The Artist’s Way – Week 2

As your recovery progresses, you will come to experience a more comfortable faith in your creator and your creator within.  You will learn that it is actually easier to write than not write, paint than not paint, and so forth.  You will learn to enjoy the process of being a creative channel and to surrender your need to control the result.  You will discover the joy of practicing your creativity.  The process, not the product, will become your focus.

-Julia Cameron, The Artist’s Way, pg. 44

This was an important lesson to begin learning this week.  I had become increasingly impatient with how much work was going into The Artist’s Way Collective because I felt that it was taking me away from my novel, the thing that I truly wanted to be investing in.  But I kept coming back to the fact that The Artist’s Way was helping me to become more creative and thus a better writer.  It would help me write the book better when I came back to it.  This paragraph from chapter two showed me that by worrying about the novel instead of the craft, I was focusing on the product instead of the practice.  I’m beginning to shrug off some of my impatience and begin to “use the page to rest” and nurture my creativity.

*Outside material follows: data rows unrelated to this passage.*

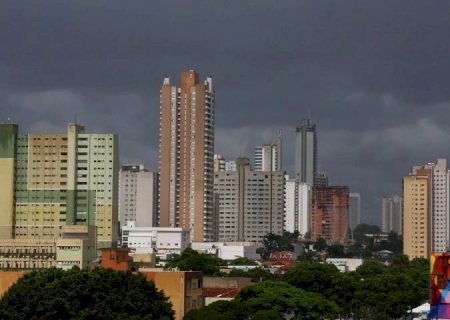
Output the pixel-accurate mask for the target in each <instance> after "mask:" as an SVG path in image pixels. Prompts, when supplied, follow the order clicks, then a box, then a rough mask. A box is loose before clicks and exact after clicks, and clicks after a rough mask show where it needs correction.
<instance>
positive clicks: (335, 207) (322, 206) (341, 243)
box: [311, 186, 349, 244]
mask: <svg viewBox="0 0 450 320" xmlns="http://www.w3.org/2000/svg"><path fill="white" fill-rule="evenodd" d="M348 205H349V188H348V187H347V186H330V187H314V188H313V201H312V219H311V224H312V225H311V238H312V239H318V238H323V239H325V240H327V242H328V243H341V244H342V243H345V241H346V240H347V238H348V235H347V231H348Z"/></svg>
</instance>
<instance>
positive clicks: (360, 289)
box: [352, 272, 423, 320]
mask: <svg viewBox="0 0 450 320" xmlns="http://www.w3.org/2000/svg"><path fill="white" fill-rule="evenodd" d="M422 302H423V300H421V294H420V288H419V286H418V285H417V283H415V282H414V280H413V279H411V277H409V276H408V275H407V274H401V273H395V274H390V273H389V272H386V273H384V274H381V275H378V276H374V277H370V278H366V279H364V281H361V282H360V284H359V286H358V289H357V290H356V292H355V295H354V299H353V302H352V310H353V312H354V314H355V315H356V316H358V317H361V318H363V319H380V320H381V319H386V318H388V317H389V318H394V319H396V318H400V317H402V316H403V315H405V314H406V313H407V311H408V310H410V309H412V308H414V307H416V306H417V305H419V304H421V303H422Z"/></svg>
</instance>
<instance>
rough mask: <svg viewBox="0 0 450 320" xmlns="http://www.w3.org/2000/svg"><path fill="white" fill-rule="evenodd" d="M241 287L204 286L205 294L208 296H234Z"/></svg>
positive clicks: (206, 296)
mask: <svg viewBox="0 0 450 320" xmlns="http://www.w3.org/2000/svg"><path fill="white" fill-rule="evenodd" d="M240 291H241V289H240V288H203V296H204V297H207V298H234V297H235V296H236V295H237V294H238V293H239V292H240Z"/></svg>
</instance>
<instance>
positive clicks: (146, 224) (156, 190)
mask: <svg viewBox="0 0 450 320" xmlns="http://www.w3.org/2000/svg"><path fill="white" fill-rule="evenodd" d="M157 211H158V174H157V173H155V172H150V171H148V170H147V169H145V168H144V165H143V164H140V165H124V166H122V167H121V168H120V172H119V220H120V226H121V227H124V226H126V225H127V223H129V222H133V223H134V225H135V226H136V227H154V226H155V224H156V213H157Z"/></svg>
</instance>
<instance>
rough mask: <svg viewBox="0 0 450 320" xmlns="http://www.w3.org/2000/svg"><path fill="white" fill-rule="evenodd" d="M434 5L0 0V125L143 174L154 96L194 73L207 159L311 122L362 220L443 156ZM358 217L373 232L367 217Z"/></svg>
mask: <svg viewBox="0 0 450 320" xmlns="http://www.w3.org/2000/svg"><path fill="white" fill-rule="evenodd" d="M449 7H450V4H449V3H448V2H446V1H408V2H394V1H360V0H359V1H282V2H280V1H235V2H232V1H223V2H219V1H127V2H125V1H64V2H62V1H39V2H37V1H34V2H32V1H28V2H25V1H2V2H1V3H0V41H1V50H0V103H1V107H0V110H1V113H0V120H5V119H6V118H7V117H11V118H12V119H13V120H14V121H15V122H18V123H19V124H20V125H21V128H22V131H24V132H27V131H33V132H39V131H48V132H51V131H62V130H64V129H65V125H66V123H67V122H70V121H73V119H74V118H75V114H76V116H77V119H78V121H79V122H81V123H83V124H85V125H86V127H87V129H88V131H90V132H111V131H112V132H116V133H118V134H119V135H120V143H121V161H122V162H123V163H125V162H144V163H146V164H147V165H149V166H150V168H151V169H153V170H156V169H157V159H158V157H157V151H158V118H159V110H158V109H159V87H160V84H161V81H162V79H163V77H164V76H165V75H168V76H171V77H172V81H173V82H174V83H175V82H177V77H178V73H179V72H180V71H181V70H184V69H188V68H195V69H197V70H198V71H199V72H200V73H201V76H202V78H203V77H205V76H206V75H212V76H213V77H214V82H215V85H216V101H217V111H216V112H217V113H216V123H217V131H216V151H217V152H218V153H222V154H224V155H225V156H226V157H227V158H235V157H236V156H239V155H248V156H250V157H251V156H252V152H253V147H254V146H255V145H256V144H260V143H268V142H272V141H273V140H274V139H275V137H276V135H277V134H278V131H279V130H280V129H281V130H282V132H283V137H284V150H285V155H284V159H285V165H286V169H287V170H288V171H292V166H293V140H294V130H295V126H296V125H297V124H298V123H300V121H301V119H302V118H304V117H307V116H308V114H311V117H312V120H313V121H314V122H316V123H317V125H318V129H319V157H320V159H319V164H320V167H321V169H322V170H325V171H327V172H328V173H329V176H330V180H331V182H332V183H336V184H348V185H350V187H351V189H352V191H355V192H357V191H360V192H361V193H362V199H363V201H364V205H363V207H364V210H365V214H366V215H370V216H371V217H372V218H373V217H375V216H377V215H378V214H379V202H380V197H381V195H383V194H388V193H391V192H400V186H401V177H402V175H404V174H407V173H408V170H409V167H410V166H411V165H413V164H419V163H422V162H429V161H433V160H435V158H437V157H447V156H448V154H449V151H448V150H449V143H450V141H449V138H448V136H449V134H448V133H449V129H450V128H449V124H448V121H447V119H448V118H449V116H450V111H449V110H450V109H449V107H450V97H449V95H450V94H449V90H448V88H449V87H450V80H449V79H450V77H449V70H450V68H449V61H450V60H449V59H448V57H449V53H450V49H449V42H448V39H450V37H449V36H450V20H449V19H448V12H450V10H449V9H450V8H449ZM372 221H377V218H373V219H372Z"/></svg>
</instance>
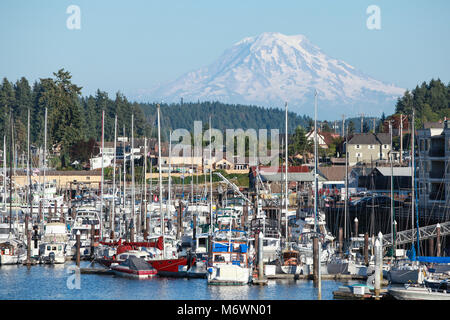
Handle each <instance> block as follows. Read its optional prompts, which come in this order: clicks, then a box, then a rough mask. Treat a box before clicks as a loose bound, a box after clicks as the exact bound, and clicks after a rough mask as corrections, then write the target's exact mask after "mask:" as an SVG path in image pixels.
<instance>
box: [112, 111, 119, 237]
mask: <svg viewBox="0 0 450 320" xmlns="http://www.w3.org/2000/svg"><path fill="white" fill-rule="evenodd" d="M116 150H117V114H116V116H115V117H114V160H113V201H112V204H111V210H112V215H111V233H113V232H114V222H115V215H116V157H117V151H116ZM119 181H120V179H119Z"/></svg>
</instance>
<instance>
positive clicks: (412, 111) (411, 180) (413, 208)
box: [411, 108, 419, 254]
mask: <svg viewBox="0 0 450 320" xmlns="http://www.w3.org/2000/svg"><path fill="white" fill-rule="evenodd" d="M414 115H415V114H414V108H413V109H412V124H411V125H412V126H411V179H412V180H411V230H412V235H413V237H412V240H413V242H412V246H413V247H414V239H415V230H414V214H415V211H416V192H415V187H416V185H415V174H416V170H415V169H416V162H415V150H414V146H415V145H414V143H415V142H414V135H415V128H414V121H415V120H414ZM417 236H418V235H417ZM417 254H419V242H417Z"/></svg>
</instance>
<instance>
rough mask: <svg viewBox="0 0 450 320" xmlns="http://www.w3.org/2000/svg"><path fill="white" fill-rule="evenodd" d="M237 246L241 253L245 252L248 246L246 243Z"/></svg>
mask: <svg viewBox="0 0 450 320" xmlns="http://www.w3.org/2000/svg"><path fill="white" fill-rule="evenodd" d="M239 247H240V249H241V252H242V253H245V252H247V249H248V247H247V245H246V244H241V245H239Z"/></svg>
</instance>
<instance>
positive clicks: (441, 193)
mask: <svg viewBox="0 0 450 320" xmlns="http://www.w3.org/2000/svg"><path fill="white" fill-rule="evenodd" d="M417 138H418V141H417V143H418V149H419V150H418V154H419V157H418V161H417V173H416V177H417V182H418V184H417V188H418V200H419V208H420V209H421V210H420V211H419V212H425V214H426V216H430V215H431V216H433V217H436V218H437V219H442V218H448V214H449V206H450V203H449V200H450V125H449V123H448V121H447V120H445V121H443V122H441V123H440V122H428V123H425V124H424V128H423V129H420V130H418V132H417Z"/></svg>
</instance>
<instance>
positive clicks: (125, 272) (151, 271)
mask: <svg viewBox="0 0 450 320" xmlns="http://www.w3.org/2000/svg"><path fill="white" fill-rule="evenodd" d="M111 269H112V270H113V272H114V274H115V275H117V276H119V277H126V278H134V279H148V278H152V277H154V276H155V275H156V273H157V271H156V270H130V269H128V268H122V267H120V266H113V267H112V268H111Z"/></svg>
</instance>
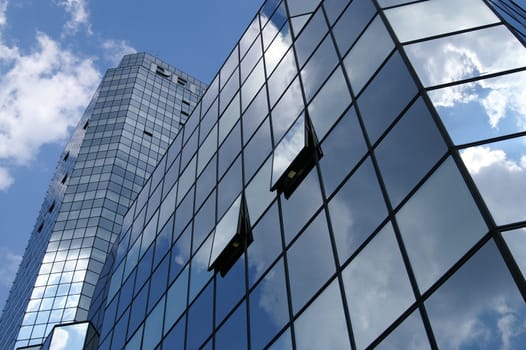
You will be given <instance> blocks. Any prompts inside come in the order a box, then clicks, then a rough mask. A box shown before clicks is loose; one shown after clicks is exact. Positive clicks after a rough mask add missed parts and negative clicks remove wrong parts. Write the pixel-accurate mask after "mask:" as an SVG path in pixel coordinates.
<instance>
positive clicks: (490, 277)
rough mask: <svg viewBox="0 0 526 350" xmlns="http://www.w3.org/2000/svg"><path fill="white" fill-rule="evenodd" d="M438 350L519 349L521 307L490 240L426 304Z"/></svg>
mask: <svg viewBox="0 0 526 350" xmlns="http://www.w3.org/2000/svg"><path fill="white" fill-rule="evenodd" d="M425 306H426V309H427V313H428V315H429V321H430V323H431V327H432V328H433V333H434V335H435V339H436V341H437V345H438V347H439V348H440V349H505V348H508V349H522V348H523V347H524V346H525V345H526V332H523V331H521V329H523V325H524V324H525V322H526V305H525V303H524V299H523V298H522V297H521V295H520V294H519V292H518V290H517V287H516V285H515V283H514V281H513V279H512V278H511V275H510V273H509V271H508V269H507V268H506V265H505V264H504V261H503V260H502V257H501V255H500V254H499V251H498V250H497V247H496V246H495V244H494V243H493V241H489V242H488V243H486V245H485V246H483V247H482V248H481V249H480V250H479V251H478V252H477V253H476V254H475V255H474V256H473V257H472V258H471V259H470V260H469V261H468V262H467V263H466V264H465V265H464V266H462V267H461V268H460V270H458V271H457V272H456V273H455V274H454V275H453V276H452V277H451V278H450V279H449V280H448V281H446V283H445V284H444V285H443V286H442V287H440V288H439V289H438V290H437V291H436V292H435V293H434V294H433V295H431V297H430V298H429V299H428V300H427V301H426V303H425Z"/></svg>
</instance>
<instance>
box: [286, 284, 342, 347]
mask: <svg viewBox="0 0 526 350" xmlns="http://www.w3.org/2000/svg"><path fill="white" fill-rule="evenodd" d="M294 326H295V331H296V347H297V349H302V350H303V349H304V350H317V349H339V350H345V349H350V348H351V344H350V341H349V336H348V332H347V324H346V322H345V316H344V314H343V303H342V297H341V294H340V289H339V287H338V280H337V279H335V280H334V281H333V282H332V283H331V284H330V285H329V286H328V287H327V288H326V289H325V290H324V291H323V292H322V293H321V294H320V295H319V296H318V298H317V299H316V300H314V301H313V303H312V304H311V305H309V307H308V308H307V309H306V310H305V311H304V312H303V313H302V314H301V315H300V316H299V318H298V319H297V320H296V321H295V322H294Z"/></svg>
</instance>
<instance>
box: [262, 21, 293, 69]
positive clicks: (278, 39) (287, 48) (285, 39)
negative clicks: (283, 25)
mask: <svg viewBox="0 0 526 350" xmlns="http://www.w3.org/2000/svg"><path fill="white" fill-rule="evenodd" d="M269 26H270V28H274V30H275V31H276V32H277V29H276V28H275V27H274V26H273V24H272V23H269V24H268V25H267V27H269ZM291 44H292V38H291V35H290V30H289V26H288V24H285V25H284V26H283V28H281V30H280V31H279V33H278V35H277V36H276V38H275V39H274V41H273V42H272V44H271V45H270V46H269V47H268V49H267V51H266V52H265V54H264V57H265V65H266V67H267V76H269V75H270V74H271V73H272V71H273V70H274V68H276V66H277V65H278V63H279V61H281V58H282V57H283V55H284V54H285V52H287V50H288V49H289V47H290V45H291Z"/></svg>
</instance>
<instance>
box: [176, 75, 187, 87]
mask: <svg viewBox="0 0 526 350" xmlns="http://www.w3.org/2000/svg"><path fill="white" fill-rule="evenodd" d="M177 83H179V84H180V85H183V86H185V85H186V83H187V81H186V79H184V78H181V77H177Z"/></svg>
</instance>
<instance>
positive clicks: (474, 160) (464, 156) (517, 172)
mask: <svg viewBox="0 0 526 350" xmlns="http://www.w3.org/2000/svg"><path fill="white" fill-rule="evenodd" d="M460 155H461V156H462V160H463V161H464V164H466V167H467V168H468V171H469V172H470V174H471V176H472V177H473V180H474V181H475V184H476V185H477V187H478V189H479V191H480V193H481V194H482V198H483V199H484V201H485V202H486V205H487V206H488V208H489V210H490V212H491V214H492V215H493V218H494V219H495V221H496V223H497V224H498V225H505V224H510V223H513V222H517V221H523V220H526V210H524V209H525V208H526V196H524V189H525V188H526V137H518V138H514V139H510V140H506V141H501V142H495V143H490V144H485V145H481V146H475V147H471V148H467V149H464V150H461V151H460ZM496 184H498V186H496Z"/></svg>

Something else happened this week that retaught me this lesson.  I had heard of an essay contest that I determined I would enter.  For months I’ve been wrestling with what I would write, how I would word it.  Time ticked by and the dead-line was in twenty-four hours.  Over the course of two very difficult hours, I wrote my essay (I had to use a lot of my new found affirmations and exercises from Cameron).  I decided to sleep on it and finish the revision today.  I remembered tonight…ten minutes before the deadline.  Knowing that I certainly didn’t have time to do the editing I had wanted to, I just hurried to send off the e-mail.  For whatever reason, the e-mail addresses provided never worked, and my submission was too late.

The question I had to ask myself was, “Was it all for nothing?  Was the writing of it enough to make the essay worth it?  If no one ever reads it, never admires it, does it still count for something?  Was it worth the two hours I spent on it?”  I think it was.  In fact, through writing the essay, I was able to make an exciting discovery about myself that has left me feeling encouraged ever since.  Besides that, it was still worth it, because I was exercising creativity and this makes God happy.  Like Eric Liddel, I feel God’s pleasure.

About Aanna

I'm a writer and speaker who lives in Marin County, California with my husband and three kids. I love to write on topics at the intersection of faith and sexuality. You can e-mail me at aannagreer(at)gmail(dot)com.

4 thoughts on “The Artist’s Way – Week 2

  1. Definitely worth it! Just for the satisfaction of completing it! I love that you were able to use some of the affirmations, too. That’s great!

  2. I’m so glad you decided it was worth it. Even if your content with the process for what it is you could still post the essay here or elsewhere. It could still be admired.